Do you get as annoyed as I do about being pressured on your “Time of Discharge?” I just received my monthly report, and we’re in The Doghouse again: our average TOD – 3:28 pm – is hours after “check-out time.”

But when did we turn into the Holiday Inn?
Robert_wachter

Let’s start by appreciating where this comes from. Many hospitals, including mine, tend to run full – given the huge fixed costs of operating a modern hospital, being full is probably the only way you can be profitable, just like the airlines. Queuing theory (don’t tell me you’ve forgotten your queuing theory!) tells us that, when you’re full, you should look for fundamental choke points and do your best to relieve them. There are PhDs working for McDonald’s whose lives are dedicated to figuring out how to avoid lines at lunchtime rush hour, and others working in aviation who model the best ways to load passengers onto planes (latest answer courtesy of a Fermi Lab astrophysicist: start in the back and load every third row, back to front, sequentially). 
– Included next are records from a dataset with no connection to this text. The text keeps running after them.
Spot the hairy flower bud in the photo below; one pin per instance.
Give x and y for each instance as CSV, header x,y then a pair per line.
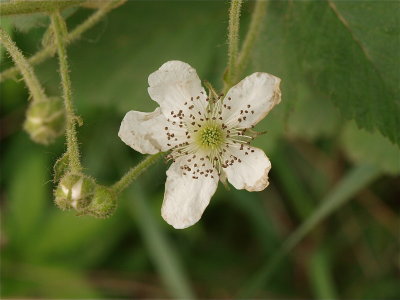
x,y
103,204
74,191
61,167
45,120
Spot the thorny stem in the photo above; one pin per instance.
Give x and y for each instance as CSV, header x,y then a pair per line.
x,y
233,39
135,171
234,71
34,86
60,30
72,36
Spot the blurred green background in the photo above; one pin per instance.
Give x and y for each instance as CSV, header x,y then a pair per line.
x,y
338,61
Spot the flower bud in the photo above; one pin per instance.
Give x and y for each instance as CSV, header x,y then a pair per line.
x,y
61,167
45,120
103,204
74,191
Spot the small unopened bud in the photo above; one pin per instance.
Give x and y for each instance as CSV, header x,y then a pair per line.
x,y
61,167
45,120
74,191
103,203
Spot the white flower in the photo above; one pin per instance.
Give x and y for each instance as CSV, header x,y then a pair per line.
x,y
208,136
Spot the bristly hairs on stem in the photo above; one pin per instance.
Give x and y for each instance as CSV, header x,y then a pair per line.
x,y
237,62
35,89
233,40
75,34
135,171
60,31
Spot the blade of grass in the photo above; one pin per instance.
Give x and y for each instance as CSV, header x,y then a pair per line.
x,y
321,276
355,180
160,249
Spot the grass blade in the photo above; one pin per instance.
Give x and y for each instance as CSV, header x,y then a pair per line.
x,y
354,181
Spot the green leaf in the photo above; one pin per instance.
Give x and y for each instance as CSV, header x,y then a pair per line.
x,y
366,147
113,71
339,56
27,193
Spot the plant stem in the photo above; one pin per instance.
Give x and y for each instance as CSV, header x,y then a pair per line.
x,y
72,36
33,84
30,7
60,30
134,172
257,18
233,40
353,182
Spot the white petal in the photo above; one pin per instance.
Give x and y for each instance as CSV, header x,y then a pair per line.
x,y
145,132
186,198
251,173
257,94
173,85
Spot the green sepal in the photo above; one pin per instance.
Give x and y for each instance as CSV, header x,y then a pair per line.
x,y
74,191
61,167
45,120
103,203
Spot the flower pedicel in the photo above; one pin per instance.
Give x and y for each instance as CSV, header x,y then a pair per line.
x,y
208,136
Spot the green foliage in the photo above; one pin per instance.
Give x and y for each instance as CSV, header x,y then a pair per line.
x,y
347,52
294,240
365,147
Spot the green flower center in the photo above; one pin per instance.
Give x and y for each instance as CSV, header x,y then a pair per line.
x,y
211,136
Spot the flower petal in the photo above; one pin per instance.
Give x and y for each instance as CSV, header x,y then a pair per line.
x,y
175,84
145,132
185,197
249,101
249,171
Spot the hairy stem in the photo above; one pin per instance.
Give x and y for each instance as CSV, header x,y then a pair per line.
x,y
60,30
75,34
233,40
30,7
33,84
134,172
257,18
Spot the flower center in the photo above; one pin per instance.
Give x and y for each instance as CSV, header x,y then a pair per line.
x,y
211,136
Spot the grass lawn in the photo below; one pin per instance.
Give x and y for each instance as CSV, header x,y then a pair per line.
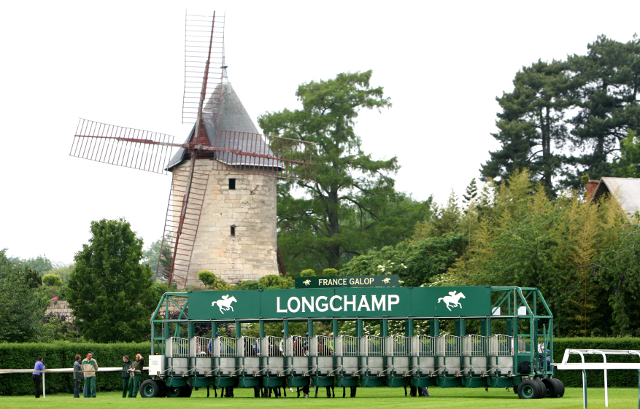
x,y
367,398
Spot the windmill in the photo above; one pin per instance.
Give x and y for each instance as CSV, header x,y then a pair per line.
x,y
221,214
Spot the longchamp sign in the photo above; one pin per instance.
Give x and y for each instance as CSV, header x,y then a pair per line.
x,y
348,281
418,302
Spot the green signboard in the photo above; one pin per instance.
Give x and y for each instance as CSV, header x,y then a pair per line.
x,y
418,302
350,281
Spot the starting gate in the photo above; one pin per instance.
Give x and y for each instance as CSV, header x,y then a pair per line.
x,y
459,348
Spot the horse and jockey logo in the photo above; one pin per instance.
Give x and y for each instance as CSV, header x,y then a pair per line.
x,y
225,303
452,300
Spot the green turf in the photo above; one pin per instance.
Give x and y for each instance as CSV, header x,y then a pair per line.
x,y
367,398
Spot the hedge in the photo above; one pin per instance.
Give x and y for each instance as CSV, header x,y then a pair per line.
x,y
62,355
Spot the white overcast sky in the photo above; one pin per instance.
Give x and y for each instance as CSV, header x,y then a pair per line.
x,y
442,64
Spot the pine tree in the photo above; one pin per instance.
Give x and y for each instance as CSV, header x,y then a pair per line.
x,y
531,125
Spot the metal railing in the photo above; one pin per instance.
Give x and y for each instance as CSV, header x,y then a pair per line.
x,y
374,346
424,345
501,345
398,345
524,345
178,347
250,346
325,346
227,347
449,345
272,346
475,345
203,347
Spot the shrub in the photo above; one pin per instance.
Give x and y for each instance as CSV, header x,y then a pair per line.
x,y
307,273
330,272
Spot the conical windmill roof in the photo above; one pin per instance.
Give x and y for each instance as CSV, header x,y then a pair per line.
x,y
233,117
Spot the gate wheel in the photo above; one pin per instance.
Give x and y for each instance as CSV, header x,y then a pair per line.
x,y
542,389
528,389
149,389
559,387
551,388
173,392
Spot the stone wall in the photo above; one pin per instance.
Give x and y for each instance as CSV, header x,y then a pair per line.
x,y
251,209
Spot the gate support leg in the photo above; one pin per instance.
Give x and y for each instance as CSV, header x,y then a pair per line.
x,y
584,389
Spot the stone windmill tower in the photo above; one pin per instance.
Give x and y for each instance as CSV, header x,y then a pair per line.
x,y
221,214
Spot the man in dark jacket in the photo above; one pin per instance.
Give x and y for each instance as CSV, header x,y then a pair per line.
x,y
126,375
78,376
134,381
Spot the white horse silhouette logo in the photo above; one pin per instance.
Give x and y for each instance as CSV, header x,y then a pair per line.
x,y
452,300
225,303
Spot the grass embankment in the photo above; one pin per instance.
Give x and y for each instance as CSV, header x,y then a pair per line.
x,y
367,398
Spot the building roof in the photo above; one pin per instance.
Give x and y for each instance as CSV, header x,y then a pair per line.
x,y
233,117
626,191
The main stenosis in hospitals occurs in the early afternoon: the morning’s OR cases are finishing, the ED is heating up, the clinics are sending over elective and urgent admissions, the respiratory therapists have done their weaning and “liberated” a few patients from vents… and everybody needs a floor bed. Now! But they’re all taken, since nobody’s gone home yet.

Gridlock. Bad for business.

How do you fix this? About a decade ago, some smart consultant (I can’t figure out who, but he or she must have had a terrific PowerPoint slide making this point since every hospital I know of picked up on it) came up with the solution: let’s measure and report the time of discharge by service, shining the holy light of transparency on service chiefs like me to get them cracking. And since everybody likes Goals, how about we set a guideline – “The Discharge Time on 5 South is 11 am” – and post it in every room and nurse’s station. Then it won’t be a shocker to the patients when we try to hustle grandma into the wheelchair and roll her out of her room before noon.
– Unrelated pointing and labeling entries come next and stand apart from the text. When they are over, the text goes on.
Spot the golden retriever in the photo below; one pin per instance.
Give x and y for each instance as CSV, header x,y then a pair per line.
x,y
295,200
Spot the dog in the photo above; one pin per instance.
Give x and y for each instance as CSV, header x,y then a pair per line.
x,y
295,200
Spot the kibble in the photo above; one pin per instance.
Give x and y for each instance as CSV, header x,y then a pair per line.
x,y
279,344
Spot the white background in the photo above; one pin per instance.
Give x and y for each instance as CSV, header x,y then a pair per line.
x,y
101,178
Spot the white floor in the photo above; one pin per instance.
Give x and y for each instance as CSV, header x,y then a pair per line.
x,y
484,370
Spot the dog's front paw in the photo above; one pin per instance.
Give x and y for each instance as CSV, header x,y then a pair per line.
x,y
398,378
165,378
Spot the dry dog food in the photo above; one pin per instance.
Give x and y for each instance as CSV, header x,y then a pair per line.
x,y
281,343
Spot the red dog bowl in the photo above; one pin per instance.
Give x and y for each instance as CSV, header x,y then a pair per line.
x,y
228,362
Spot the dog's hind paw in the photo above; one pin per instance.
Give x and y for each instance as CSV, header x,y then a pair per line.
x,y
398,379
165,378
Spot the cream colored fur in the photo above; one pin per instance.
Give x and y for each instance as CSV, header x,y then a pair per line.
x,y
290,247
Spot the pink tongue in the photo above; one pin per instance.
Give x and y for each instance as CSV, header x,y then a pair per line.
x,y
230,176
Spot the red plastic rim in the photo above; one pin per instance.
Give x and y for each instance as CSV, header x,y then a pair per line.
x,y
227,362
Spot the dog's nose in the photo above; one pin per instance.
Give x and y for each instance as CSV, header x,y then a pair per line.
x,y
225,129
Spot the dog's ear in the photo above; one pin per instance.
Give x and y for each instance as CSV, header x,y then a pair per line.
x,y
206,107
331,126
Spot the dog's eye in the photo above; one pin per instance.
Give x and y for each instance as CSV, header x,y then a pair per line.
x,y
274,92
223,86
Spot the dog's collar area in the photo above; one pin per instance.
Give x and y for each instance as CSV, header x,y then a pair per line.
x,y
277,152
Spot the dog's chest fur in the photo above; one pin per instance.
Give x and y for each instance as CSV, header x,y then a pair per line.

This all seems fine so far, particularly if I’m the COO or CFO. But from what I’ve seen visiting scores of hospitals in the U.S., achieving an 11 am discharge time, at least on medical services, is all-but-impossible. (If your hospital has met this goal, particularly on a medical service, I’d love to hear about it.) Why is this so hard, naturally asks the C-Suite Folks, who sees “good business” being turned away because sluggish physicians aren’t getting with the discharge-time program?

Because a Hospital is not a Hilton. If I have 14 patients on my service, my mornings are spent running around seeing them all, waiting for their labs, checking in with consultants, talking to family members and primary care physicians, and more. I’m also prioritizing my work – though the hospital undoubtedly wants me to see potentially discharge-able patients first, that violates the first rule of triage: see my sickest patients first. Until the cloning thing gets a bit more advanced, I can’t do both.

In other words, the morning of discharge is an amazingly active time – whereas, at the Hilton, I just have to get up, pack my bag, finish my brunch, ready my USA Today, and I’m A La Casa. Moreover, the Hilton might hit me up for an extra $225 if I don’t get out on time.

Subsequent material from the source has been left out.